2) Using a bivariate normal and modeling the correlation between the residuals:
#Model 2
m2 <- brm(data = tes,
prior = prior(normal(0, 1), class = "Intercept"),
cores = parallel::detectCores() - 1,
formula = bf(true_te | se(true_sete) ~ 1) +
bf(surrogate_te | se(surrogate_sete) ~ 1) +
set_rescor(TRUE)
)
This also looks like it appropriately models observed treatment effects as arising from an unobserved distribution with a given mean and standard error.
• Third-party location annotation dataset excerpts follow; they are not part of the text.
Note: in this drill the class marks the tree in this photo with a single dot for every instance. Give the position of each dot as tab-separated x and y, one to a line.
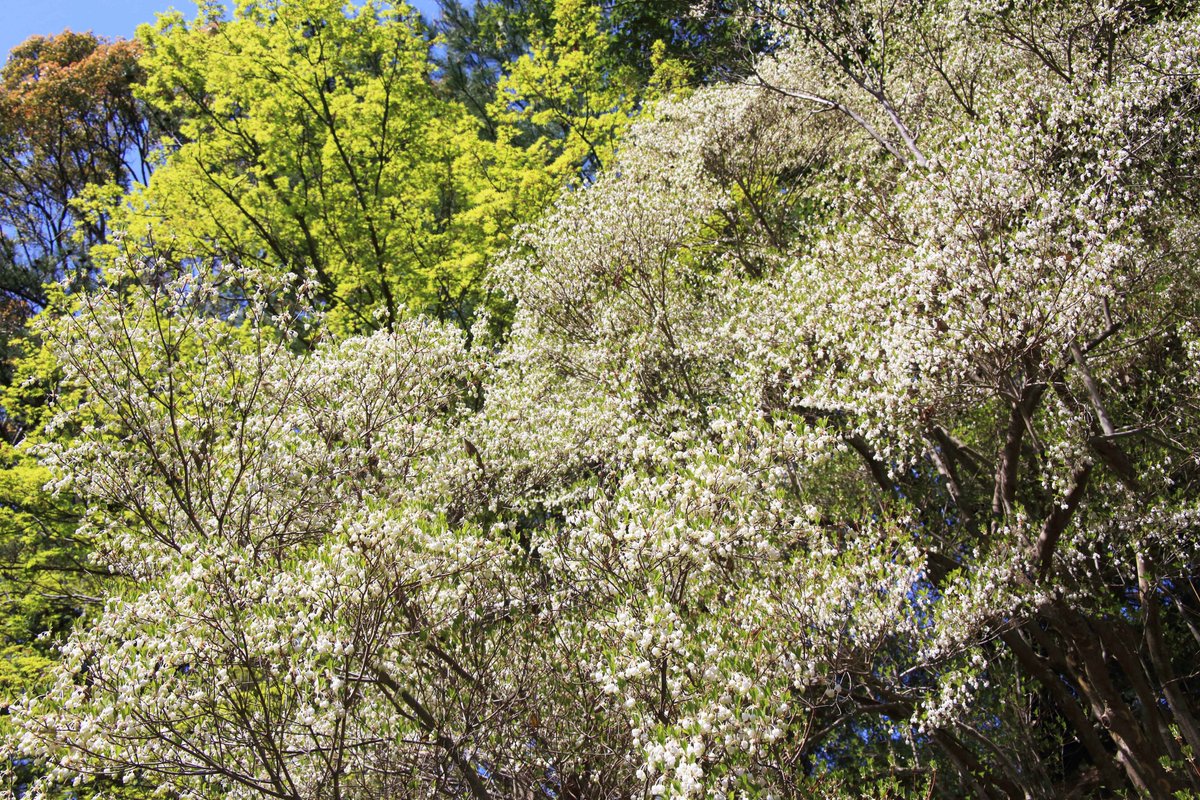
70	125
843	444
313	143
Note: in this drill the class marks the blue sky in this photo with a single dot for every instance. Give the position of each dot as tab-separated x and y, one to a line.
19	19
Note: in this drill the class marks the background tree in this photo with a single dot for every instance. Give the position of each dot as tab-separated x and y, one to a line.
69	124
843	444
313	143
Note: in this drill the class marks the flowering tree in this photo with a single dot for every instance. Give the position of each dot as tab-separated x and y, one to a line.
844	443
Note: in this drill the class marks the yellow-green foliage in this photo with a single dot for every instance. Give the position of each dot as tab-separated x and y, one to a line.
312	142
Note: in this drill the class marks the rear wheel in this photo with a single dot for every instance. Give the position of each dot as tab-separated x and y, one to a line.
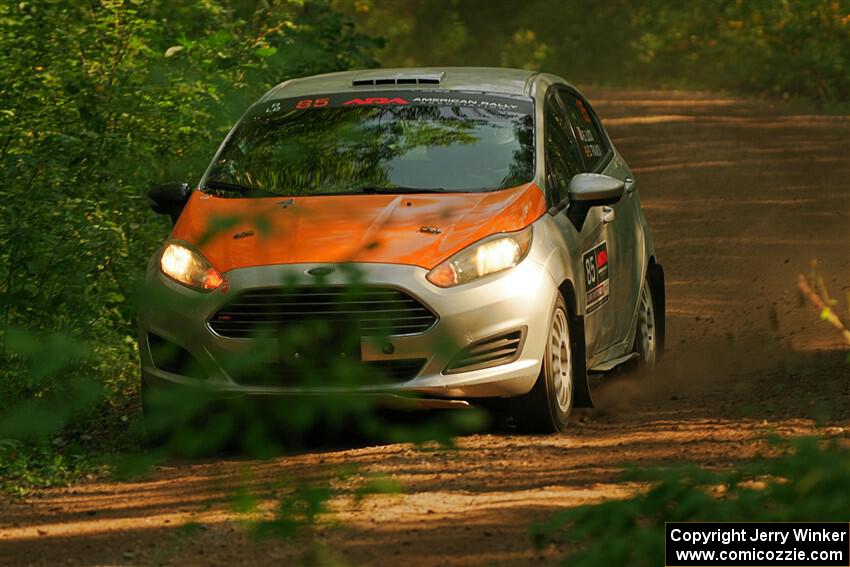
646	336
546	408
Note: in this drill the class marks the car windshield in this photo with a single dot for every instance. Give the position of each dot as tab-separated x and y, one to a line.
380	143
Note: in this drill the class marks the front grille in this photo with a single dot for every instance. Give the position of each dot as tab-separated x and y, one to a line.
369	311
366	373
490	352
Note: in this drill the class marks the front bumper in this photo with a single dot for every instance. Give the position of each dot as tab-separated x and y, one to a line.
519	298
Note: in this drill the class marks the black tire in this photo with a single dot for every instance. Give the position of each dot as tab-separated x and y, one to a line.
546	408
649	334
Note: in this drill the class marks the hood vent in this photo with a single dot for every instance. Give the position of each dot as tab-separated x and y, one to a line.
429	79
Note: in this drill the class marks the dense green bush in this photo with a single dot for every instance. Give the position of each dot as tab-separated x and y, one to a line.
799	48
100	101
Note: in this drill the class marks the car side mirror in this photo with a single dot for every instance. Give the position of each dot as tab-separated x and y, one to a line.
587	190
169	199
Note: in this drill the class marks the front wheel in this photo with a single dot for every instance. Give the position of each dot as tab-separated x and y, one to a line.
546	408
648	335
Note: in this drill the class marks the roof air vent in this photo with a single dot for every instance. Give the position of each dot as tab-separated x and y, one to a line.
401	79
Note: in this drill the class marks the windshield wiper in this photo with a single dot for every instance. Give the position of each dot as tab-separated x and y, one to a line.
225	186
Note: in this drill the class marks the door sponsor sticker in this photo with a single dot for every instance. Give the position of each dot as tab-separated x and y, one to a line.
595	262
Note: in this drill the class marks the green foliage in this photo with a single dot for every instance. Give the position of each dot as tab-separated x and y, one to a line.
807	482
99	101
797	48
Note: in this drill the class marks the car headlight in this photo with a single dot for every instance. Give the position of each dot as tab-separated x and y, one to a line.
188	267
483	258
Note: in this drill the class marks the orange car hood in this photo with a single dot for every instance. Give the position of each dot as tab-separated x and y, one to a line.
238	233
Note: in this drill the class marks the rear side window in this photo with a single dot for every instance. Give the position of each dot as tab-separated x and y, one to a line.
587	131
562	153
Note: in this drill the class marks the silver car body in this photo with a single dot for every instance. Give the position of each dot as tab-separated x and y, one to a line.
519	298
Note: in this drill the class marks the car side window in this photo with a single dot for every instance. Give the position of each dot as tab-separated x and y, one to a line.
563	160
588	132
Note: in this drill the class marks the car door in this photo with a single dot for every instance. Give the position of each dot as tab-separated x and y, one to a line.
588	242
625	241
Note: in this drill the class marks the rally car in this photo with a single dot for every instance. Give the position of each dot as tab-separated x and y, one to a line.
497	236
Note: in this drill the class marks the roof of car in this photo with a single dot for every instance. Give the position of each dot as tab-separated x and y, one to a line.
481	79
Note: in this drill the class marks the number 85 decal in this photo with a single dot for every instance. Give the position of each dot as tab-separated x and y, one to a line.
311	103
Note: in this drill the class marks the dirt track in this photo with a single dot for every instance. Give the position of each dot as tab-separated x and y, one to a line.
741	197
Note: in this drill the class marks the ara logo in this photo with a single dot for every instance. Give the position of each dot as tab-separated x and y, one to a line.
375	100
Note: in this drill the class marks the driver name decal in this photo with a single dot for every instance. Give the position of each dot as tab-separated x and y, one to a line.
597	283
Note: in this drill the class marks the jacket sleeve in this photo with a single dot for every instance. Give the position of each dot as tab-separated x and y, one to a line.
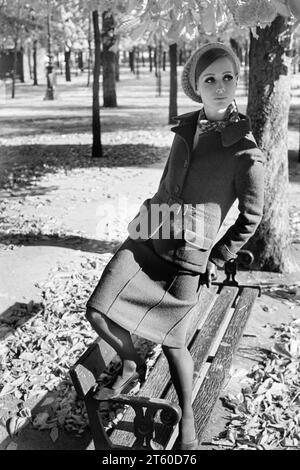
249	187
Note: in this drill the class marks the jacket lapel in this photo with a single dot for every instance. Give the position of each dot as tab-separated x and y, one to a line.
187	127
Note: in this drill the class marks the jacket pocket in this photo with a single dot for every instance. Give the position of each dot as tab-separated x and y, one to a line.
197	241
141	227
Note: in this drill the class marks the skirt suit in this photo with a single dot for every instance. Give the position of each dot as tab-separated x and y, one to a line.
150	288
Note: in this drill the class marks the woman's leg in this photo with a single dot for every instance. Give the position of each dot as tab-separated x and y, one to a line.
119	339
182	369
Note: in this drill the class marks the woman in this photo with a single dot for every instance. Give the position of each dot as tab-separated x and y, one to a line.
152	282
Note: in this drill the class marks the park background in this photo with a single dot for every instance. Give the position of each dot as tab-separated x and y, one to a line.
65	207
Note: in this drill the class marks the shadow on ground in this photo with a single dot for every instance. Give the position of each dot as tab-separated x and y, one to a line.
23	165
72	242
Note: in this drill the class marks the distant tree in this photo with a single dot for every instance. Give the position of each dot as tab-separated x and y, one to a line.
109	60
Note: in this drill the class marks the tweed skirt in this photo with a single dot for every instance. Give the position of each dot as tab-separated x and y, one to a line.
147	295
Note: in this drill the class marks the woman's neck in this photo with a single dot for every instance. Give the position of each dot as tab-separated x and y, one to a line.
215	115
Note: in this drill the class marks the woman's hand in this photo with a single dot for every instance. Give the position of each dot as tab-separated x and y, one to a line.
210	273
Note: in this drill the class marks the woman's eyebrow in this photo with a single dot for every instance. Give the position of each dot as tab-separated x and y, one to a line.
210	74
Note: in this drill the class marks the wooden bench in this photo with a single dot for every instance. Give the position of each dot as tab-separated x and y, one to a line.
150	421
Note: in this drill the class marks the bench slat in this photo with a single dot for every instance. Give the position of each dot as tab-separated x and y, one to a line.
204	341
211	386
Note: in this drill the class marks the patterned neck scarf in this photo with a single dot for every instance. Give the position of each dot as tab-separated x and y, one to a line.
204	125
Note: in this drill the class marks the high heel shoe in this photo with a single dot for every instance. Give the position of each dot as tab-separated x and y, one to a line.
192	445
182	445
128	385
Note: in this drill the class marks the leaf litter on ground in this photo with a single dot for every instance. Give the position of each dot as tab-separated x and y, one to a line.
37	353
265	414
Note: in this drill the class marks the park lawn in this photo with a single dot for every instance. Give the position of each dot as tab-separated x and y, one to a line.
63	214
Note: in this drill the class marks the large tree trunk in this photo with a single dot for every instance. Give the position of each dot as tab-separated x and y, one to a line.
97	146
67	65
173	83
109	61
268	108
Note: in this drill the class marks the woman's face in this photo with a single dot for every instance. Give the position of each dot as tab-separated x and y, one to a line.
216	86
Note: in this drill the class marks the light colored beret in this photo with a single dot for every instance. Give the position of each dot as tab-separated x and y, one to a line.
188	74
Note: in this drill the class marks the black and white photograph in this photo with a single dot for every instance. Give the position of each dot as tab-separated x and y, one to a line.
150	228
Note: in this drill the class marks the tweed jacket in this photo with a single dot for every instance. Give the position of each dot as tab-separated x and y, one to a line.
200	185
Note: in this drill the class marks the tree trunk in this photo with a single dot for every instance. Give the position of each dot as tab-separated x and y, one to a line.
180	57
158	68
35	82
90	51
268	108
109	61
137	61
150	58
97	146
21	64
118	66
14	71
132	61
173	83
164	60
67	65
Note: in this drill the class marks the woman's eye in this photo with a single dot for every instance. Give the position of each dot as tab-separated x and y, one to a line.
209	80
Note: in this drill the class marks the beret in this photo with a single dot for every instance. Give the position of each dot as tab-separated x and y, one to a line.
188	74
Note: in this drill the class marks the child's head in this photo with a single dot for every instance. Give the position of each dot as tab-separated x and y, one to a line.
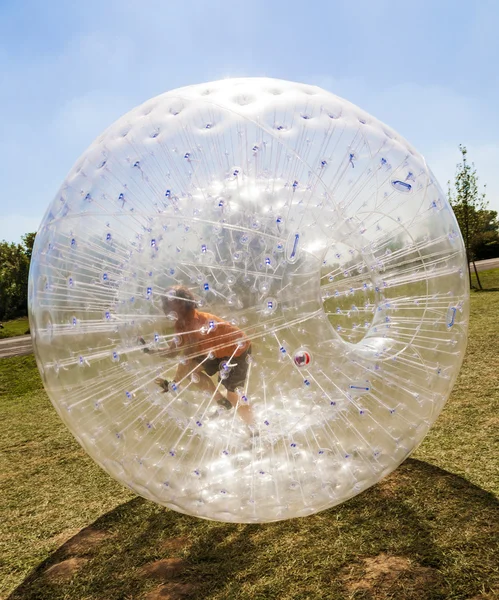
179	300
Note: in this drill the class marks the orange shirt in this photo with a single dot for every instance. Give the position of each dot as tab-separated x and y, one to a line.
206	333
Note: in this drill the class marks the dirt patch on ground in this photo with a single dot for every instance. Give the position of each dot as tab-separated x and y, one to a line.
85	541
385	576
174	544
166	568
65	569
172	591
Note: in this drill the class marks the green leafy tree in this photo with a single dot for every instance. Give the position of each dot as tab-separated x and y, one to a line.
487	245
469	206
14	270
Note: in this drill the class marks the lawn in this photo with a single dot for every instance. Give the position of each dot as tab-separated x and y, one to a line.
430	530
14	327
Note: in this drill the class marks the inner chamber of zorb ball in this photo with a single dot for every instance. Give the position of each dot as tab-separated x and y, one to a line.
294	216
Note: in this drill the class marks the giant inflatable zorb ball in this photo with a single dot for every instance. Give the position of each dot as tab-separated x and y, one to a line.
292	216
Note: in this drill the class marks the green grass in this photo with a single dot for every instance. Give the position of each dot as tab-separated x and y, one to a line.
430	530
14	327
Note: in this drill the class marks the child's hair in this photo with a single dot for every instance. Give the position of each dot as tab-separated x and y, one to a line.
179	292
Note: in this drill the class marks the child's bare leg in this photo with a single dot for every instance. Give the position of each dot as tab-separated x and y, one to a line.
202	382
243	410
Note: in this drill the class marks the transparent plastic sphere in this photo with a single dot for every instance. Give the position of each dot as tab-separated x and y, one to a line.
291	217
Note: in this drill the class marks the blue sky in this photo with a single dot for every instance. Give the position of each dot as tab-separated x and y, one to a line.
69	69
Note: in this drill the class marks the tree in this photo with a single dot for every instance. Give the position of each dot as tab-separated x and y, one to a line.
487	246
469	206
14	269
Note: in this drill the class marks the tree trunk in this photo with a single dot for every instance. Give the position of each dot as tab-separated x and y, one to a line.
477	278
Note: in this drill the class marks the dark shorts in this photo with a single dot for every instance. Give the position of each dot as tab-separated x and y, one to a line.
234	376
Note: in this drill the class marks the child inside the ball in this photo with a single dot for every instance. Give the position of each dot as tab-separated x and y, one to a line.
209	346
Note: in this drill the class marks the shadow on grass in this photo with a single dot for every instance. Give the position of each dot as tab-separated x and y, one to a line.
421	533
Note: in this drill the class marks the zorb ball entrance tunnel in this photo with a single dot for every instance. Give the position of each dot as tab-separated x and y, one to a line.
295	221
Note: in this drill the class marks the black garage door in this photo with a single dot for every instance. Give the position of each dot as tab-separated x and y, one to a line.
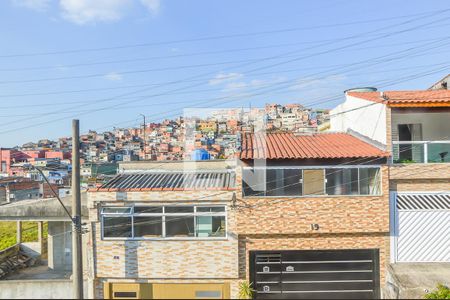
315	274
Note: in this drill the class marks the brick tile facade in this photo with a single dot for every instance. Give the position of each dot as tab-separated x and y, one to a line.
164	261
345	222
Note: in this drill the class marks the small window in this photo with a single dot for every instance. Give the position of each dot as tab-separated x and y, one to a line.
369	181
180	226
117	227
148	227
313	182
211	209
148	209
342	181
125	294
117	210
210	226
179	209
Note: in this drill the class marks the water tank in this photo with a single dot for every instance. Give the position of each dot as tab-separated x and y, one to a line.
361	89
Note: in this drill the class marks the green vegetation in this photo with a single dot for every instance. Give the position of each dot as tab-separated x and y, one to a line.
441	292
245	290
8	233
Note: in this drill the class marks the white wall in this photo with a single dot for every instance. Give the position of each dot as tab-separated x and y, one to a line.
365	117
38	289
435	125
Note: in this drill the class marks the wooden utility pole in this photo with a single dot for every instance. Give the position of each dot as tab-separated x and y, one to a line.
145	140
77	260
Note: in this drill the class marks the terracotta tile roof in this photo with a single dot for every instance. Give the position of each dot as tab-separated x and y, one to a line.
430	98
291	146
171	181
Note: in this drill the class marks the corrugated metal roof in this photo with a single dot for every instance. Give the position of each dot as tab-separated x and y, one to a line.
290	146
179	180
407	98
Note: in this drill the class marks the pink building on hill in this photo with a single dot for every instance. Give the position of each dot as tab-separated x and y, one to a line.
58	154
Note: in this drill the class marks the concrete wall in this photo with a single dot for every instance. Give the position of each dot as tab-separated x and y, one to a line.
37	289
365	117
60	246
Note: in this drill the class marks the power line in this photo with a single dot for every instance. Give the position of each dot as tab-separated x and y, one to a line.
401	31
216	37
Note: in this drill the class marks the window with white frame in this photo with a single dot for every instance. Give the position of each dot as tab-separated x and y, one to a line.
155	222
314	181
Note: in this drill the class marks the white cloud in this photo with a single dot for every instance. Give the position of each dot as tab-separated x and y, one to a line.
254	83
315	83
225	77
37	5
91	11
151	5
113	76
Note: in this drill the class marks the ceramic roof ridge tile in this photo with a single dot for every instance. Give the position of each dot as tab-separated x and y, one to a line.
322	145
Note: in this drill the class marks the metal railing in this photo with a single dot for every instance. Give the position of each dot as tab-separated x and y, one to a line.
421	151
But again, this would not account for within-trial correlation.
3) Reframing the problem and viewing the two types of outcomes (surrogate and true) as being random effects nested within trials and using the correlation parameter between them to assess surrogacy:
#Convert tes to long format first
tes_long <- data.table(
te = tes[, .(c(true_te, surrogate_te)), by = trial_id][[2]],
se = tes[, .(c(true_sete, surrogate_sete)), by = trial_id][[2]],
outcome = rep(c("True", "Surrogate"), times = nrow(tes)),
trial_id = rep(tes$trial_id, each = 2),
intra_cor = rep(tes$intra_cor, each = 2)
)
#Create a variance-covariance matrix
cov_matrix <- matrix(nrow = nrow(tes_long),
ncol = nrow(tes_long)
)
#Fill up the diagonals with the variance for surrogate and true treatment effects
diag(cov_matrix) <- tes_long$se^2
#Calculate and fill in the covariance of all-cause and HF hospitalizations for each trial
for(i in 1:uniqueN(tes_long$trial_id)) {
cov_matrix[2*i, (2*i) - 1] <- tes_long[trial_id == i, intra_cor][1]*sqrt(cov_matrix[(2*i) - 1, (2*i) - 1])*sqrt(cov_matrix[2*i, 2*i])
cov_matrix[(2*i) - 1, 2*i] <- tes_long[trial_id == i, intra_cor][1]*sqrt(cov_matrix[(2*i) - 1, (2*i) - 1])*sqrt(cov_matrix[2*i, 2*i])
}
#Convert NAs to 0
cov_matrix[is.na(cov_matrix)] <- 0
#Model 3
m3 <- brm(data = tes_long,
data2 = list(cov_matrix = cov_matrix),
prior =
c(prior(constant(1), class = "sigma")),
cores = parallel::detectCores() - 1,
formula = te ~
0 + #No global intercept
outcome + #A separate intercept for each of the 2 outcomes
(0 + outcome|trial_id) + #Nest the 2 outcomes within their trials
fcor(cov_matrix) #Pass the covariance matrix
)
This last option seems like it takes both the standard errors and within-trial correlations into account since I’m allowed to pass a variance-covariance matrix containing said information.
That said, given my lack of formal training, I would greatly appreciate any help regarding what approach(es) may be best suited for this task (and what the key differences between them might be).